The Mayor of London's 'Compulsory Sobriety Pilot' has been extended for a further six months, following a 'successful' trial in four London boroughs. Launched by Boris Johnson in 2014, the scheme tested use of 'sobriety tags' as an option for certain alcohol-related offences.
The 12 month pilot saw 111 people in the south London boroughs of Croydon, Lambeth, Southwark and Sutton issued with “alcohol abstinence monitoring requirement” (AAMR) orders and fitted with the ankle tags. 91% of offenders reportedly reached the mandated 120-day period without breaching the order.
In the pilot AAMRs were an option for alcohol offences such as drink driving, resisting arrest, assault or criminal damage. Domestic Violence offences were excluded, and AMMRs were not offered to dependent drinkers. All offenders reportedly received a brief intervention.
National roll out?
The extension of the scheme will 'enable time for decisions to be made on the roll out of the Alcohol Abstinence Monitoring Requirement (AAMR) across London' - but could end up national. A commitment to 'make sobriety orders available to all courts in England and Wales, enforced through new alcohol monitoring tags' was the was only firm alcohol pledge in the Conservative election manifesto.
The final evaluation of the initial 12 month pilot is due to be released in October, although a 6 month interim report [pdf] was produced.
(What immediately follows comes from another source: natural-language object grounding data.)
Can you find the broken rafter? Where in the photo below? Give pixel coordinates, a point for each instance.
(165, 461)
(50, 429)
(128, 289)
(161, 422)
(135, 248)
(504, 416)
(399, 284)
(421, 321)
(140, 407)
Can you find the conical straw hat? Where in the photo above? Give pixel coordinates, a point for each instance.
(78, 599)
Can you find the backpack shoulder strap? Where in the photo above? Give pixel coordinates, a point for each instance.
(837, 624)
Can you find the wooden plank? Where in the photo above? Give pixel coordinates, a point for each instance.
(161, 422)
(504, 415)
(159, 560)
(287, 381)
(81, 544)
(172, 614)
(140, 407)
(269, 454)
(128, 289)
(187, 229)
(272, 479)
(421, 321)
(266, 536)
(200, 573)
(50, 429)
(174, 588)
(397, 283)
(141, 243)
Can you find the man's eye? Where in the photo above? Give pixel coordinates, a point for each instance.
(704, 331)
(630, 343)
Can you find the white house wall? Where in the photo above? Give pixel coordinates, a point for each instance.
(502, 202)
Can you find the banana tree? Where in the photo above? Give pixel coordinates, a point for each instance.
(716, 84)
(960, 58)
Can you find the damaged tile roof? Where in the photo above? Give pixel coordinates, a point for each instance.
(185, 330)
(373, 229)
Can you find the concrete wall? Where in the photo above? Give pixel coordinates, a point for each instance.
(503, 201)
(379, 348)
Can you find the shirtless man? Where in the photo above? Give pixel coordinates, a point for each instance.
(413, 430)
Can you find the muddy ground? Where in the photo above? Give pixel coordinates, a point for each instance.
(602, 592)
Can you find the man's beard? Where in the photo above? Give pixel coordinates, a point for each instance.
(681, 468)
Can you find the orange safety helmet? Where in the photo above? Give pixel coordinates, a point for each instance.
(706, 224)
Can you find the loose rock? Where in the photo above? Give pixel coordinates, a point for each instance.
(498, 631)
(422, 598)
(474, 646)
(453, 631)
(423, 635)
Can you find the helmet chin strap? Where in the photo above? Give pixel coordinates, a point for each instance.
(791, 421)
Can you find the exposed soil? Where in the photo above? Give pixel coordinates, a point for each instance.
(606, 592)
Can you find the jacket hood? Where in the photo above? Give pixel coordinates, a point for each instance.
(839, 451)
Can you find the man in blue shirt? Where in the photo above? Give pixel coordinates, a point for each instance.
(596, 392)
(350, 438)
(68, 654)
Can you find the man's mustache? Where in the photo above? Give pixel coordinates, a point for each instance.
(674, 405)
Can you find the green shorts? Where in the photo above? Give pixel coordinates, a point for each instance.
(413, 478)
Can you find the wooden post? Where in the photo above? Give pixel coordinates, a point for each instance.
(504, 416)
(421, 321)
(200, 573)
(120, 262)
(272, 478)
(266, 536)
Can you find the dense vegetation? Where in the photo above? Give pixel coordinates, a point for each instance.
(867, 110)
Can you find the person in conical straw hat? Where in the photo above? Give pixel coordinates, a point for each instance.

In 2012 the Home Office had piloted a similar 'Sobriety Conditional Cautioning' scheme across five areas, but only ten offenders took part.
The transdermal tags used are an ankle bracelet that detect any alcohol naturally secreted from the drinker's sweat, taking a reading every 30 minutes. The tags have been used in Scotland as part of research looking at the impact on students who volunteered to stop drinking. Those that wore the tags were significantly more likely to stick to abstinence than those who were not being monitored.
When the scheme was first mooted in 2010, it drew sharp criticism from the Guardian but later received a "cautious welcome" from Alcohol Concern, who stated that the pilot should offer sobriety testing as part of a "wider regime" of support rather than punishment.